Quarterly report pursuant to Section 13 or 15(d)

Commitments and Contingencies

Commitments and Contingencies
3 Months Ended
Mar. 31, 2014
Commitments and Contingencies [Abstract]  
Commitments and Contingencies Disclosure [Text Block]
6. Commitments and Contingencies
Financing Agreements
On March 15, 2011, we entered into several agreements with Deerfield, including a facility agreement (the “Facility Agreement”), pursuant to which we issued Deerfield promissory notes in the aggregate principal amount of $20.0 million. The long-term debt bore interest at 8.5% per annum, payable quarterly, and was originally repayable over five years, with 10% of the principal amount due on the first anniversary, 15% due on the second anniversary, and 25% due on each of the next three anniversaries. In connection with the Facility Agreement, we issued Deerfield six-year warrants (the “Deerfield Warrants”) to purchase 6,000,000 shares of our common stock at an exercise price of $1.57 per share. See Note 8, “Warrant Liability” for further discussion. As a result of our April 2012 sale of equity, and pursuant to the terms of the Deerfield Warrants, the exercise price of the Deerfield Warrants was adjusted to $1.25 per share. We also entered into a royalty agreement with Deerfield (the “Royalty Agreement”) in exchange for $3.0 million. See Note 7, “Royalty Liability” for further discussion.

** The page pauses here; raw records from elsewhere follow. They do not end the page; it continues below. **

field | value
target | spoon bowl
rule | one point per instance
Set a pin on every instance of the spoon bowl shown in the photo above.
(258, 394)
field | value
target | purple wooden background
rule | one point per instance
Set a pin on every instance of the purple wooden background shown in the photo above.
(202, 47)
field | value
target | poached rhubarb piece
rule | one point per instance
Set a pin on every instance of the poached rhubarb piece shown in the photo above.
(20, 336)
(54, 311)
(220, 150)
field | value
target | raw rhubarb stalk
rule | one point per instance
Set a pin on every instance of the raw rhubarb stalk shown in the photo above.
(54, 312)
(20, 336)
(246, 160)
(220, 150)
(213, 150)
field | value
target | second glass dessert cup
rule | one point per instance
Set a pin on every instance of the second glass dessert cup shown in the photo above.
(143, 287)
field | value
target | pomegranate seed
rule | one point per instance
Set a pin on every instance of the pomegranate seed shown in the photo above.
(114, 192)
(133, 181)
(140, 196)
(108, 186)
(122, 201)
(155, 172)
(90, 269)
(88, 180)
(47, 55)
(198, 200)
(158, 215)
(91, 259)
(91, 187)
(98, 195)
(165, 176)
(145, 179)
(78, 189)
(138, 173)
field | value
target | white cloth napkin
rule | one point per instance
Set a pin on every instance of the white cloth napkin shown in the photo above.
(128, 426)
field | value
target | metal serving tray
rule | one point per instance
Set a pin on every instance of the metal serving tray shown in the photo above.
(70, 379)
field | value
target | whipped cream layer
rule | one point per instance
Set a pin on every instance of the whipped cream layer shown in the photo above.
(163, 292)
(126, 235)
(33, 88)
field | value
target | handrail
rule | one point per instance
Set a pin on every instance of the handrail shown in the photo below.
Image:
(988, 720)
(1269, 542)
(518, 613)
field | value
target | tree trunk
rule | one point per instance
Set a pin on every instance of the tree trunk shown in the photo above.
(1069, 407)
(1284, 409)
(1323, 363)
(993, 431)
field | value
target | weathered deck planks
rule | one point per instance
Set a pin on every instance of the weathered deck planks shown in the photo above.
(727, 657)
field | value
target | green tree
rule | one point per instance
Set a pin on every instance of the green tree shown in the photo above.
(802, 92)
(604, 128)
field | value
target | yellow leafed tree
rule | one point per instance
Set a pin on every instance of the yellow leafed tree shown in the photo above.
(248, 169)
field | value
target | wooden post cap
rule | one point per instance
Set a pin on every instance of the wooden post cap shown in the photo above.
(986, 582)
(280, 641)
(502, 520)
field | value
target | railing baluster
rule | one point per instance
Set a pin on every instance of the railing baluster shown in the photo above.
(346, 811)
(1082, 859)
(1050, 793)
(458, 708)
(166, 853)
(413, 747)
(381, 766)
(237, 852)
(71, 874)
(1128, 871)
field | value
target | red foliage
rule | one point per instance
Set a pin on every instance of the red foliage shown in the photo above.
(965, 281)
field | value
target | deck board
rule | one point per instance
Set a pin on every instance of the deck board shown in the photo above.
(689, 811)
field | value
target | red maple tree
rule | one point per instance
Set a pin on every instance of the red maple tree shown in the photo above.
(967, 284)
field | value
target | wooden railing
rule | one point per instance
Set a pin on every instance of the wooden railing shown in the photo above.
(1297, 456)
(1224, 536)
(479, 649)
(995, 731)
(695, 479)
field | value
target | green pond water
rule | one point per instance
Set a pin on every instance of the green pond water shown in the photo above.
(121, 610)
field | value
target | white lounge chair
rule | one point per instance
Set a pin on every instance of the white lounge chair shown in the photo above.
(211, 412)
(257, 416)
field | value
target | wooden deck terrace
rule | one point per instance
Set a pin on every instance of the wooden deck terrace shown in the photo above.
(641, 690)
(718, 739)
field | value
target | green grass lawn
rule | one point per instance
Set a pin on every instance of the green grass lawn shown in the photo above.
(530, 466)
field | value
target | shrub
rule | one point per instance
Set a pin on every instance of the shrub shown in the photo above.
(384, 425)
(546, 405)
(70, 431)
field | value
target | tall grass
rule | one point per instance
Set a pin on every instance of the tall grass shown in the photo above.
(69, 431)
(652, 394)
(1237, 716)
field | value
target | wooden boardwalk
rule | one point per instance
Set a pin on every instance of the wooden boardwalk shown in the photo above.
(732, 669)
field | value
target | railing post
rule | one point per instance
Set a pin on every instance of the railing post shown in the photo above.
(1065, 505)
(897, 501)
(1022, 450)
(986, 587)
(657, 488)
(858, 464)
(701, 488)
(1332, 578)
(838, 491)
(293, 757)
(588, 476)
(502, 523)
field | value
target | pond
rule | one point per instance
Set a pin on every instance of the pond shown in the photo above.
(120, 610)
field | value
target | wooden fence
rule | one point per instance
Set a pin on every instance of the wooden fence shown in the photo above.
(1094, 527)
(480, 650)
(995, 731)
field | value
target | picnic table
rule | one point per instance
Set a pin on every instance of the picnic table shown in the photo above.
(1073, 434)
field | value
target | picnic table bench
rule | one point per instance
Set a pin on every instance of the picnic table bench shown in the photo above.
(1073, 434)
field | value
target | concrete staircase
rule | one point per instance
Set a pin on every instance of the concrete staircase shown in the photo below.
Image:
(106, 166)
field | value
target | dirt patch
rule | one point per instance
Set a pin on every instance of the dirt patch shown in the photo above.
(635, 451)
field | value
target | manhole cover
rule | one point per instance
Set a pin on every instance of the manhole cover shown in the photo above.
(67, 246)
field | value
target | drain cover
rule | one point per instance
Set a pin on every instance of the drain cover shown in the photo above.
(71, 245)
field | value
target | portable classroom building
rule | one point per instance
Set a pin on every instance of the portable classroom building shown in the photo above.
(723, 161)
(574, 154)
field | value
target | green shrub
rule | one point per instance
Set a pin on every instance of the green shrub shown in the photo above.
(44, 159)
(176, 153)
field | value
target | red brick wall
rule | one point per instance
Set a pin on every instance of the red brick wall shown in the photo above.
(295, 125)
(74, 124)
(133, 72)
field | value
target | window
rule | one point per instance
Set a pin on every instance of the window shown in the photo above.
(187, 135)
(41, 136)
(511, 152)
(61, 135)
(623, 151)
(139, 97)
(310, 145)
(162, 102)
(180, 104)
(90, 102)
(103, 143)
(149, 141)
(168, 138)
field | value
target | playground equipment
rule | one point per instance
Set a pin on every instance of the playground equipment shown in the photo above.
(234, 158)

We recorded the promissory notes with an aggregate principal amount of $20.0 million at its face value less a note discount consisting of (i) $3.0 million cash discount, (ii) a $500,000 loan fee, and (iii) the $5.5 million fair value of the associated warrants. The note discount totaling $9.0 million was amortized using the interest method.
On November 14, 2011, we entered into several agreements with Deerfield pursuant to which we agreed to pay a substantial portion of the remaining future royalties on the sales of Fanapt to Deerfield in exchange for $5.0 million in cash that was recorded as royalty liability (see Note 7, “Royalty Liability” for further discussion), a $10.0 million reduction in the principal amount owed to Deerfield under the existing facility agreement and a revised principal repayment schedule of $2.5 million per year for four years commencing in April 2013 to retire the remaining long-term debt of $10.0 million. We evaluated the November 2011 principal reduction and other amendments to the $20.0 million facility agreement and determined that the modifications should be accounted for as a troubled debt restructuring on a prospective basis. As a result, we recognized the difference between the carrying value of the long-term debt and the total required future principal and interest payments as interest expense over the remaining term using the interest method.
On February 6, 2013, the facility agreement was amended to provide that the exercise price of the Deerfield Warrants could be satisfied through a reduction in the principal amount of our outstanding indebtedness to Deerfield. In February and March 2013, Deerfield exercised all of the Deerfield Warrants resulting in a reduction of our outstanding indebtedness to Deerfield of $7.5 million and, accordingly, cancellation of our obligation to make the 2014, 2015 and 2016 installment payments under the Facility Agreement. This resulted in a gain of $1.9 million which was recorded in Other Income (Expense). On April 1, 2013, we made the final principal payment of $2.5 million under the facility agreement.
Royalty Payments
In 1997, we entered into an exclusive license agreement with Sanofi-Aventis SA (formerly Hoechst Marion Roussel, Inc.). The agreement gave us a worldwide license to the patent rights and know-how related to the antipsychotic agent Fanapt (iloperidone), including the ability to develop, use, sublicense, manufacture and sell products and processes claimed in the patent rights. Upon commercialization of the product, the license agreement provides that we will pay royalties based on net sales. Net sales of Fanapt by Novartis during the three-month periods ended March 31, 2014 and 2013 were approximately $17.3 million and $17.8 million, respectively, and we were obligated to pay royalties of approximately $2.6 million and $3.1 million to Sanofi-Aventis on March 31, 2014 and December 31, 2013, respectively, which were included in Accounts Receivable and Accounts Payable on the Condensed Balance Sheets.
Legal Proceedings
There are no ongoing legal proceedings against our company.